According to Mayor Tom Murphy in 2001, the biggest complaint he heard about the city was that it was too dirty, the Pittsburgh Post-Gazette reported.
Near Pittsburgh, oil-coated trees on the shore of the Ohio River show the damage done by spills and industry.
NPR reported that the river is much cleaner today, 50 years since the Clean Water Act.
In San Francisco Bay, the Leslie salt ponds gleam at sunset. The ponds were built to extract salt from the bay water. The photographer behind this photo said the "water stinks."
In 2019, the EPA ruled the land, owned by Cargill Salt, was not bound by the Clean Water Act, Mercury News reported.
In San Francisco, industrial black smoke billows out of a stack.
During the 1970s, the biggest problem for the city was ozone pollution, which mainly comes from cars, industrial plants, power plants, and refineries.
Here is one of the factories that polluted San Francisco.
The photo was taken in 1972, according to the National Archives.
In Washington DC, raw sewage flows out into the Potomac river.

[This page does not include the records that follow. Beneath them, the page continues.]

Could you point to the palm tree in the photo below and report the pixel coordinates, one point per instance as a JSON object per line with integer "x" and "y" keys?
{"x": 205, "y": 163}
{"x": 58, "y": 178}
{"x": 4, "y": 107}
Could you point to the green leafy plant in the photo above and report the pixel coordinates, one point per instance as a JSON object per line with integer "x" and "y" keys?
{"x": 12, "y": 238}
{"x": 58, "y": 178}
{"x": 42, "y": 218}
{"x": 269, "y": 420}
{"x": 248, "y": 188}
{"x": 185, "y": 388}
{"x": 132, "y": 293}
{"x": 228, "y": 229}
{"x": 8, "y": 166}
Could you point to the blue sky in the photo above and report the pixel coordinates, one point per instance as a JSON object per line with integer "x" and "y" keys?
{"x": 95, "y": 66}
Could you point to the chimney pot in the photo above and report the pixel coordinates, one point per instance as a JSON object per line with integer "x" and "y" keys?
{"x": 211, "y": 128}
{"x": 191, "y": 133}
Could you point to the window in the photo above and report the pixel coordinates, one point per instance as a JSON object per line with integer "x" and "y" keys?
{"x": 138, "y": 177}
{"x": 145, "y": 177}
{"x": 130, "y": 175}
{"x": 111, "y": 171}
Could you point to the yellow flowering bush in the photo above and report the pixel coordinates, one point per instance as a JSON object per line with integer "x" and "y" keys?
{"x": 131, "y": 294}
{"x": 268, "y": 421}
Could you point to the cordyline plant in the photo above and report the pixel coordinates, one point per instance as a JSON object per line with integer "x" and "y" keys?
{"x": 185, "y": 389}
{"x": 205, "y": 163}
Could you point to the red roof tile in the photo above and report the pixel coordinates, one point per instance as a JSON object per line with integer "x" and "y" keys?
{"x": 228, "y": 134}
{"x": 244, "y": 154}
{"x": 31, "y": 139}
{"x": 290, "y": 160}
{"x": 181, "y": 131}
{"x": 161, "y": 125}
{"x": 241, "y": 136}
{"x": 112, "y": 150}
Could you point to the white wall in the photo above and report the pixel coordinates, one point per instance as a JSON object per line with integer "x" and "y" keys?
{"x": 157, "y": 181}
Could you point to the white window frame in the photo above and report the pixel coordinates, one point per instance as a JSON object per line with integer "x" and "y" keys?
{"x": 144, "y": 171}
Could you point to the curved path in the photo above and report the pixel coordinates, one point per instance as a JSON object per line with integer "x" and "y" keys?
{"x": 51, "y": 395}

In 1970, a hot summer resulted in a "stomach-turning" smell coming from the Potomac, due to the mixing of sewage and algae.
The pollution was blamed on a "hundred years of under-estimates, bad decisions, and outright mistakes," a director of the Federal Water Quality Administration told The New York Times.
His description can be applied to a lot of the US before the EPA.